基于深度强化学习的多模态多目标多机器人任务分配算法

doi:10.1007/s12204-023-2679-7

摘要/Abstract

摘要： 多机器人任务分配直接影响多机器人协作系统的整体性能。为提高多机器人协作系统的有效性、鲁棒性和安全性，本文提出一种基于深度强化学习的多模态多目标进化算法。在所提算法中，使用一种改进的多模态多目标进化算法来对多机器人任务分配问题进行求解，并在最后一代利用深度强化学习以端到端的方式给出各个机器人执行任务的路线。为验证所提算法的性能，与三种知名的多模态多目标进化算法在三种不同场景的多机器人任务分配问题上进行比较。实验结果表明，所提算法能够提供尽可能多的等效方案来提高多机器人协作系统在不确定环境下的可用性和鲁棒性，并且能够找到最佳方案来提高多机器人协作系统的整体任务执行效率。

关键词: 多机器人任务分配, 多机器人协同, 路径规划, 多模态多目标进化算法, 深度强化学习

Abstract: The overall performance of multi-robot collaborative systems is significantly affected by the multirobot task allocation. To improve the effectiveness, robustness, and safety of multi-robot collaborative systems,a multimodal multi-objective evolutionary algorithm based on deep reinforcement learning is proposed in this paper. The improved multimodal multi-objective evolutionary algorithm is used to solve multi-robot task allocation problems. Moreover, a deep reinforcement learning strategy is used in the last generation to provide a high-quality path for each assigned robot via an end-to-end manner. Comparisons with three popular multimodal multi-objective evolutionary algorithms on three different scenarios of multi-robot task allocation problems are carried out to verify the performance of the proposed algorithm.
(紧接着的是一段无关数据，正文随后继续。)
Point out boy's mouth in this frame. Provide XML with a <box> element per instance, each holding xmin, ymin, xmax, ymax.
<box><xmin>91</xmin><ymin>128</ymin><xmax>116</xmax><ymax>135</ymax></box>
The experimental test results show that the proposed algorithm can generate sufficient equivalent schemes to improve the availability and robustness of multirobot collaborative systems in uncertain environments, and also produce the best scheme to improve the overall task execution efficiency of multi-robot collaborative systems.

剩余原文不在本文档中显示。